Not so fast- there is something fishy going on here
First, they point out that lots and lots (and lots) of things proscribed in the Bible were ignored by the ancient Israelites.
We know from the Bible’s own testimony that although intermarriage is proscribed by the Torah, intermarriage was rampant during the period of Ezra and Nehemiah. And although the Torah proscribes idol worship, the prophets censure Israel for doing just this, and indeed we find many dozens of figurines in Israelite sites during that time, including locations near where some of these non-kosher fishbones were found. Not dozens, but hundreds of chapters of the Bible chronicle Israel’s failure to observe the words of the covenant with God.
Next, they are critical of the conclusion that “all the fish assemblages from Judah available for analysis contained significant numbers of scaleless fish remains, especially catfish.” That’s not true, from the very evidence contained in the study by Adler. Most of the fish remains are from kosher fish.
This is one of seventeen sites they survey for this period, but with 5,385 fishbones, it contains far more bones than all other sites from this period combined, and triple the number of bones of all other Jerusalem sites combined, and is thus of great significance. Remarkably, 96% of the fish remains here are from kosher fish. Other sites in the City of David have a much higher percentage of non-kosher fishbones. Remarkably, again, these other sites date from the period just prior to the destruction of Jerusalem, broadly a period in which the residents of Judah come in for particularly harsh censure by the prophets of Israel.
It is the prophet of that period, Isaiah who castigated Israel for eating “the swine’s flesh, the abominable things (sheketz) and the mouse” (Isa 66:17).
This passage from Isaiah likewise undermines Adler’s claim that “We do not have any evidence that the Judean masses prior to the middle of the second century BCE had any knowledge of the Torah or observed the rules of the Torah.” The author of this verse in Isaiah describes a reality whereby part of the community is abiding by the dietary standards of Leviticus 11 and part of it is not. Jews in his day may not have recognized his deliberate references to the Torah text of the dietary laws, just as many Jews today – observant or not – are familiar with these laws yet while unfamiliar with the actual words of the verse. But the account of the prophet’s censure in Isaiah 66 has coherence only if there are a group of Jews observing these laws and another group violating them. The prophetic books offer us a vivid window into the social reality of ancient Israel, and it would, here too, require special pleading to maintain that the social reality portrayed in Isaiah 66 is fiction through and through.

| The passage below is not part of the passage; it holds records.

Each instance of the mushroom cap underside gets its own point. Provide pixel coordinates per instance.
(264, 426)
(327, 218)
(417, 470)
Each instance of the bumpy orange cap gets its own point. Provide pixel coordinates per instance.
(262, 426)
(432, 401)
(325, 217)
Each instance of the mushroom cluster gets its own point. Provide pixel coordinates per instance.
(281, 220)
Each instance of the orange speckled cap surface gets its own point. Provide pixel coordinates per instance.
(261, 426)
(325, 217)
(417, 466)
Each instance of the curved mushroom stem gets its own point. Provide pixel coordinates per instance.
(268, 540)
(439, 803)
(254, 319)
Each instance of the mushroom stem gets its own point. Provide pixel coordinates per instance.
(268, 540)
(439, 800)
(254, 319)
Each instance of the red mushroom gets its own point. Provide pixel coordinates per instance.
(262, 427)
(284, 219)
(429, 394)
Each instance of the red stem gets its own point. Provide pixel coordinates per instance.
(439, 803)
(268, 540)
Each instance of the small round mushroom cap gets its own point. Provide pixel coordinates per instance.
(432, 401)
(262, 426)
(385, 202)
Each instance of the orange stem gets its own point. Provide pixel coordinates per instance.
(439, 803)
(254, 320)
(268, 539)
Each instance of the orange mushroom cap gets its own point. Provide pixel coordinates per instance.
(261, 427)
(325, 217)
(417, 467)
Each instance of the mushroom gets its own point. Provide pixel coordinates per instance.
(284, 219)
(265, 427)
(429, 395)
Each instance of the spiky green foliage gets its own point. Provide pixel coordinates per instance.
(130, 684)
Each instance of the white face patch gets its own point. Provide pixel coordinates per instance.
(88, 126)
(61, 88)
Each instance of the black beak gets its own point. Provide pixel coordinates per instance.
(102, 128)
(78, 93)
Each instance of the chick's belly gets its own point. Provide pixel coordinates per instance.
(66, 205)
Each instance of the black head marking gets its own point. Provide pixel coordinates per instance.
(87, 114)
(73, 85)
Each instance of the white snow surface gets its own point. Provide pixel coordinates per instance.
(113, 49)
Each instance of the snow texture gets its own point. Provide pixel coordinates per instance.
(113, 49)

Some Jews were eating kosher fish and others were not. That was the reality that Isaiah was rallying against. It was a reality in which the rules of the Torah may have been ignored, but at least the rules were known. Adler and Lernau claimed that “the ban against finless and scaleless aquatic species apparently deviated from longstanding Judean dietary habits,” whereas Berman and Zivotovsky believe that “faunal finds of fishbones – kosher and non-kosher – in ancient Israel reveal a checkered observance of the Torah’s dietary laws that broadly hews to what the Bible itself.” We will no doubt hear more of this interesting academic debate in the future, especially since Adler will be publishing a book next year called The Origins of Judaism: An Archaeological-Historical Reappraisal. But Adler’s findings, and those of other archaeologists support the contention in today’s page of Talmud that when it comes to keeping kosher, Jews have always had an appetite for the forbidden.